金砂子を撒く
私が主催する書道教室「桃李会」で継ぎ紙の体験会を開きたいと思い、料紙や和紙人形の作家でもある母に講師をお願いしたところ、もう歳だからできないと断られてしまいました。代わりに、簡単な継ぎ紙の作り方を教えるから私が生徒さんに教えればいい、とのこと。ならば、教わりましょう。
ということで、まずは継ぎ紙の材料となる金砂子を撒いた料紙を作ってみました。
1.料紙にドーサを引く
「ドーサ」という言葉は知っていましたが「礬水」といういう漢字で書くことは知りませんでした。

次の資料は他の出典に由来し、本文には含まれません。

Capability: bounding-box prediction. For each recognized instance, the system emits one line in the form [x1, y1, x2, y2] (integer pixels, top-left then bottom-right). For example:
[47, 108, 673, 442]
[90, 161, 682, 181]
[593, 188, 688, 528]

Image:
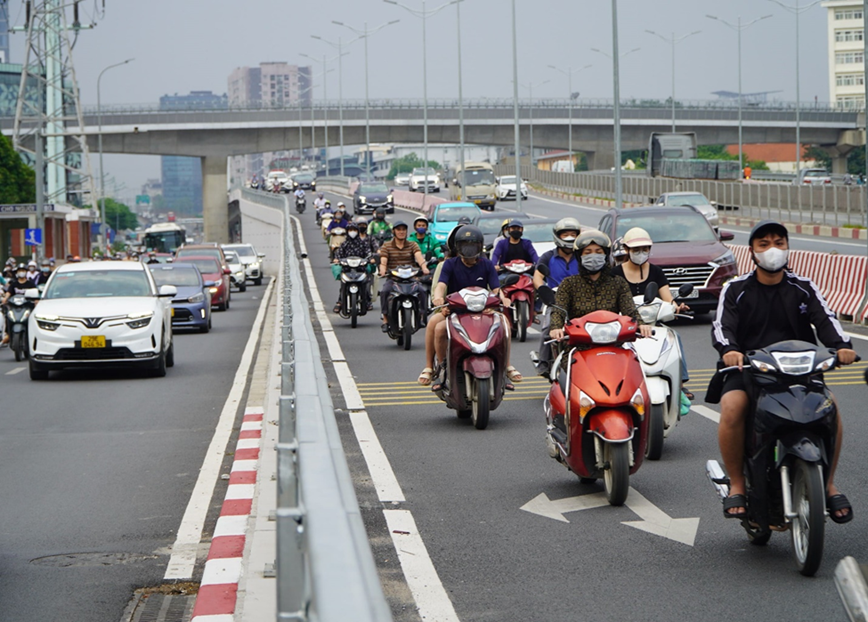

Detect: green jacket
[369, 219, 392, 241]
[411, 233, 444, 261]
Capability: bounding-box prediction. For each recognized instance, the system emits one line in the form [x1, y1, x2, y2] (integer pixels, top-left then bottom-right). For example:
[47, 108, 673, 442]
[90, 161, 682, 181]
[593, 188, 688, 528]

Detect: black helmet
[454, 225, 484, 260]
[457, 216, 472, 226]
[374, 207, 387, 219]
[749, 220, 788, 246]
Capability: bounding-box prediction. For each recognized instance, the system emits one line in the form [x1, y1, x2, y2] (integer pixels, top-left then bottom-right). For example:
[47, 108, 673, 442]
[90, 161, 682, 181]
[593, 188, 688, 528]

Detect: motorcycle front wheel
[791, 459, 825, 576]
[402, 307, 413, 351]
[12, 333, 23, 362]
[516, 301, 528, 343]
[604, 442, 630, 506]
[472, 377, 490, 430]
[645, 403, 666, 461]
[350, 292, 358, 328]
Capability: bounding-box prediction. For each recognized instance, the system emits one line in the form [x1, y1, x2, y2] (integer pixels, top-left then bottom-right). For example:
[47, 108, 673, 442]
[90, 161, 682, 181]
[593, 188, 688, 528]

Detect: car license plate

ドーサの材料は膠と明礬です。膠は一般的に日本画で使用する三千本膠という細長い膠を使います。明礬は粒状になったものです。
ドーサ液の作り方はウェブで調べるとすぐに見つかるので参考にしてください。ちなみに、我が家のレシピは…
三千本膠1本
明礬小さじ半分くらい
水100cc
三千本膠はポキポキ折って瓶に入れた水に明晩と一緒に投入し、一晩放置すると、ほとんど溶けてしまいます。この状態ではかなり濃いので、用途に応じて適度な濃さに薄めて使います。
金砂子を撒くにはこの原液50ccを8倍に希釈して使います。
2.ドーサを引き金砂を散らす
金砂は本来は金箔を専用の道具「砂子筒」で細かくしてから撒くのですが、食用の金箔が手軽で、少量ずつ購入するにも便利なので、そちらを使用することにしました。

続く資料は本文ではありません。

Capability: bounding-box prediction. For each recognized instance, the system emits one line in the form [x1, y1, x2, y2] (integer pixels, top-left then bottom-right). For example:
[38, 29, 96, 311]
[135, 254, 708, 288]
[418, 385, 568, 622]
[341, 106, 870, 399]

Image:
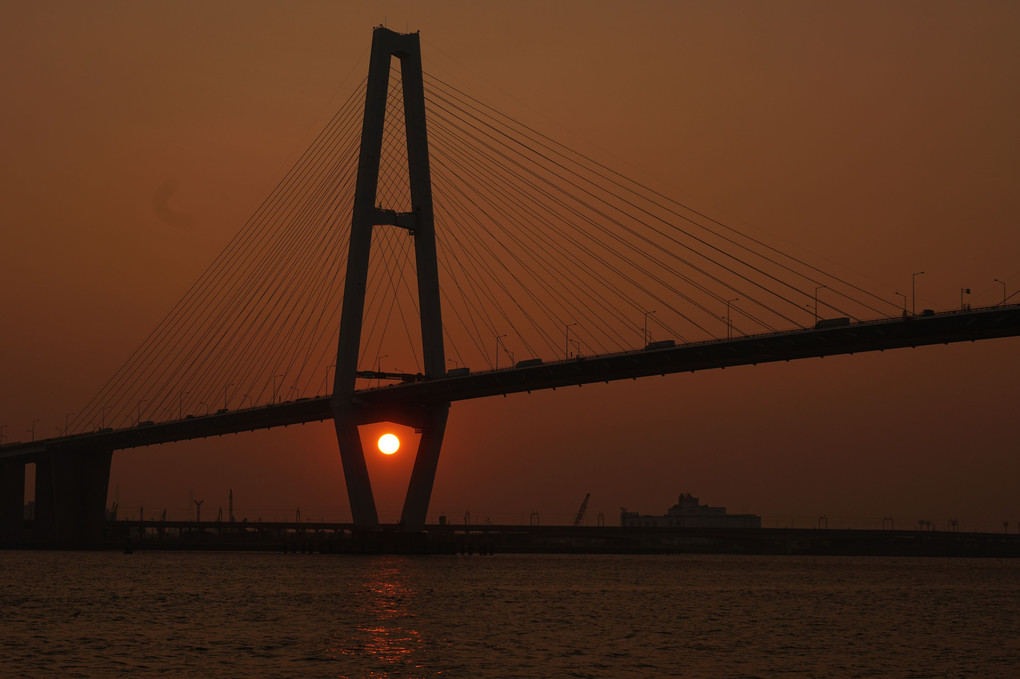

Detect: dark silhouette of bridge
[3, 27, 1019, 545]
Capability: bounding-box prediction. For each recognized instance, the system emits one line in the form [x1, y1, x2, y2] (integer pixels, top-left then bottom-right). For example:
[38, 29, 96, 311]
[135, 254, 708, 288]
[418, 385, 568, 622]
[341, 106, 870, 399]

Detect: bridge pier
[0, 460, 26, 542]
[333, 413, 380, 529]
[400, 404, 449, 530]
[33, 449, 112, 546]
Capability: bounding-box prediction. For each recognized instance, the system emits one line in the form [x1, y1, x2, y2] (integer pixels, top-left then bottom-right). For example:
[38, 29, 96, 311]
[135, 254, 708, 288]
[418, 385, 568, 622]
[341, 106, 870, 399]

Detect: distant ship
[621, 492, 761, 529]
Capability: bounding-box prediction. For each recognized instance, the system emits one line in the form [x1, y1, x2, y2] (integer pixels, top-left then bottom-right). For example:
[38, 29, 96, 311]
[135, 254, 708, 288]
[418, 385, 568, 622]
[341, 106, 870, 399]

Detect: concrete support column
[333, 412, 379, 529]
[34, 457, 55, 540]
[400, 404, 450, 531]
[32, 449, 112, 546]
[0, 460, 26, 542]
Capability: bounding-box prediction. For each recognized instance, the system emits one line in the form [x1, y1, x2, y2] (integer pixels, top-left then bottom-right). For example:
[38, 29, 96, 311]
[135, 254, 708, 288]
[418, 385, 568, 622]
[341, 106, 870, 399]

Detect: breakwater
[27, 521, 1017, 557]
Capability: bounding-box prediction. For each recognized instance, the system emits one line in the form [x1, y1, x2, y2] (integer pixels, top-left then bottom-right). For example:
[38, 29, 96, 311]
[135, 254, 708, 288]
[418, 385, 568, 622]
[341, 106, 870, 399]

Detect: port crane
[573, 493, 591, 527]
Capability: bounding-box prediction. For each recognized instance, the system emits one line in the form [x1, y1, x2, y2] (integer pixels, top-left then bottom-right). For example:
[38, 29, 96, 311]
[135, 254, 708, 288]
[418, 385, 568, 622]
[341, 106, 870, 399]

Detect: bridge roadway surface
[4, 304, 1020, 460]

先ほどの希釈したドーサ液を塗りばけで料紙に塗っていきます。ムラにならないように、できるだけ均一に。そして、塗りすぎないようにうっすらと塗ります。
食用の金箔は、すでに細かくなった状態で紙筒に入っていてすぐに撒ける状態でした。ドーサを引いた料紙にパラパラと撒いてゆきます。紙の端のほうにも金箔が付いているようにしないと、紙が無駄になってしまいます。料紙は高価なので、できるだけ無駄が出ないようにしたいですね。
3.毛布の上で乾かして、金箔を押さえる
まんべんなく金箔を巻いたら、ウールの毛布の上でしばらく乾かします。半乾きくらいになったら、和紙を表面に載せて両手で押さえてゆきます。浮いている金箔もしっかり料紙に定着させるためです。

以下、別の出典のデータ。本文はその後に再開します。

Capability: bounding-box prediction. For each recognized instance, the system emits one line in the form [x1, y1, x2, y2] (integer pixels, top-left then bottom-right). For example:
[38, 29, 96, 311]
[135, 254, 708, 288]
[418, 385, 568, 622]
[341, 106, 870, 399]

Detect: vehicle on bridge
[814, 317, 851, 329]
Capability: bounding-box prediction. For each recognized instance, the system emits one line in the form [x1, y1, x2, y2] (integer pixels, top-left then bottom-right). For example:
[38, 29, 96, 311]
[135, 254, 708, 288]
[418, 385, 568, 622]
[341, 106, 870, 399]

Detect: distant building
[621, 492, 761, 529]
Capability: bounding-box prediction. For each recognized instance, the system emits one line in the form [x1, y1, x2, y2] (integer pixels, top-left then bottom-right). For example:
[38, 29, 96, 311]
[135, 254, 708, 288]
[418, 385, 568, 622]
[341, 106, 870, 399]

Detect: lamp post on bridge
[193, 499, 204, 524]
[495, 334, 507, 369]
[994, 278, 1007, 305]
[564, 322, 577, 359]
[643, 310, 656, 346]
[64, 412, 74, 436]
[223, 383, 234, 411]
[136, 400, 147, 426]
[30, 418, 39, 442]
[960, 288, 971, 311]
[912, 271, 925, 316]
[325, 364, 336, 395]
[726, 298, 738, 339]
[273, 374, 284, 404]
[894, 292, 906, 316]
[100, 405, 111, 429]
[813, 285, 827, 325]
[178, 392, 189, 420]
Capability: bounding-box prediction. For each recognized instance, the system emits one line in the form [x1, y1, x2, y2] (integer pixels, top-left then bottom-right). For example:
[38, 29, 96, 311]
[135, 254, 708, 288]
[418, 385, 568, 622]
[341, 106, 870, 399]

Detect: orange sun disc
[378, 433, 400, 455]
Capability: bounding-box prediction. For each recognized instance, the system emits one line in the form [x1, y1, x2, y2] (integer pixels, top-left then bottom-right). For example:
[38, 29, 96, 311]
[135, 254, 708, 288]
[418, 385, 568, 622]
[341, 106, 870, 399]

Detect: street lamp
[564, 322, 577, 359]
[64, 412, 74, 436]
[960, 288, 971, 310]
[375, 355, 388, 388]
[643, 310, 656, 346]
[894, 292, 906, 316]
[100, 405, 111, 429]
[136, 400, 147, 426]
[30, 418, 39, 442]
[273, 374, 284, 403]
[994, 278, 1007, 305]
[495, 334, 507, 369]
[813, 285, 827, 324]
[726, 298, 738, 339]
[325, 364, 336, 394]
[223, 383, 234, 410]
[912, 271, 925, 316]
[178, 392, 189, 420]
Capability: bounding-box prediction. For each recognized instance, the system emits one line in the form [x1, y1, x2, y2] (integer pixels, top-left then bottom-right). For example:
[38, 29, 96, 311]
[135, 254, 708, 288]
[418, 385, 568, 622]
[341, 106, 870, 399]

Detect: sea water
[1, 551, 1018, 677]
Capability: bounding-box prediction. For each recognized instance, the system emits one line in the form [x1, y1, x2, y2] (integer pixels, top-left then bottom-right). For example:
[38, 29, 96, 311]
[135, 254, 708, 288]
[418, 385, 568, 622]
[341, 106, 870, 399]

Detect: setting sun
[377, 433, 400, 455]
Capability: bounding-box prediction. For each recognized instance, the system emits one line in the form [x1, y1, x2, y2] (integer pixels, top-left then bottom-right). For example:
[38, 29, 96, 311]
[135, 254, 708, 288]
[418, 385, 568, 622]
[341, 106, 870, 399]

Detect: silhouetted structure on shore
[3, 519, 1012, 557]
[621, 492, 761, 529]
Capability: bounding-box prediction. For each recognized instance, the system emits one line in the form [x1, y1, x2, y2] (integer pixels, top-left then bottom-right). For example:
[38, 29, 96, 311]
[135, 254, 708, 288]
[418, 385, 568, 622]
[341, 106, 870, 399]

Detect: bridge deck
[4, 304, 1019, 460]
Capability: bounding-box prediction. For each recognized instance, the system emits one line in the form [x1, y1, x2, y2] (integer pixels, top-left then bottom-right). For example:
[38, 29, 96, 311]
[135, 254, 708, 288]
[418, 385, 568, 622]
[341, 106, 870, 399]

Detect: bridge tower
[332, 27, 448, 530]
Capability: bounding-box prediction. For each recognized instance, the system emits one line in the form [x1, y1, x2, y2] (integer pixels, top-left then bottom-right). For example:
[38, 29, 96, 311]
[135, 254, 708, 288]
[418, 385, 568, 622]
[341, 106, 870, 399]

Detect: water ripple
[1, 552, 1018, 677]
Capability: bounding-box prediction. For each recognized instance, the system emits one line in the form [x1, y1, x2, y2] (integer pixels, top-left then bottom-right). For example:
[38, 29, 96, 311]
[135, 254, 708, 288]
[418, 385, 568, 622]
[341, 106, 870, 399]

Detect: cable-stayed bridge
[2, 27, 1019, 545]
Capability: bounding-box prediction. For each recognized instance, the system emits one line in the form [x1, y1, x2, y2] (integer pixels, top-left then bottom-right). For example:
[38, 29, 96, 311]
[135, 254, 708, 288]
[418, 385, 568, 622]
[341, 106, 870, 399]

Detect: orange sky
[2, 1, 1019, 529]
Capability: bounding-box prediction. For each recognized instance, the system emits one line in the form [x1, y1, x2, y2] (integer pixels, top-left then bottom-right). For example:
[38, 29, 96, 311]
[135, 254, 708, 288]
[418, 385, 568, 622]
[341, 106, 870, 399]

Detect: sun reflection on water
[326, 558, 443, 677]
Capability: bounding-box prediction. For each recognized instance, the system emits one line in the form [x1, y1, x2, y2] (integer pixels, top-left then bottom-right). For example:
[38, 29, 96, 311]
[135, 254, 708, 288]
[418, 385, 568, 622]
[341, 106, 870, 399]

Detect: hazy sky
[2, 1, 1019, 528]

この時、ドーサがまだツヤツヤ濡れている状態だとせっかく蒔いた金箔が押さえる和紙の方にくっついてしまいます。金箔も高価なのでもったいない!逆に乾きすぎてしまうと、料紙につかない金箔ができてしまい、乾燥すると剥がれてしまいます。もったいない!濡れた感じがなくなって半乾きを見極めるのがポイントです。
押さえたら、完全に乾くまで放置します。料紙が乾いた後、紙のヨレやシワが気になるようでしたら、水張りをしてピンと伸ばしておきましょう。
今回、書道用品店で売っている色のついた料紙も使いましたが、母が草木染めで染めた料紙も使用しました。
手染めの料紙はさらに手間暇かかっているので、その分貴重なものです。金砂子をまいた料紙は、場合によっては1枚で数千円もするものもありますが、手間を考えると頷けます。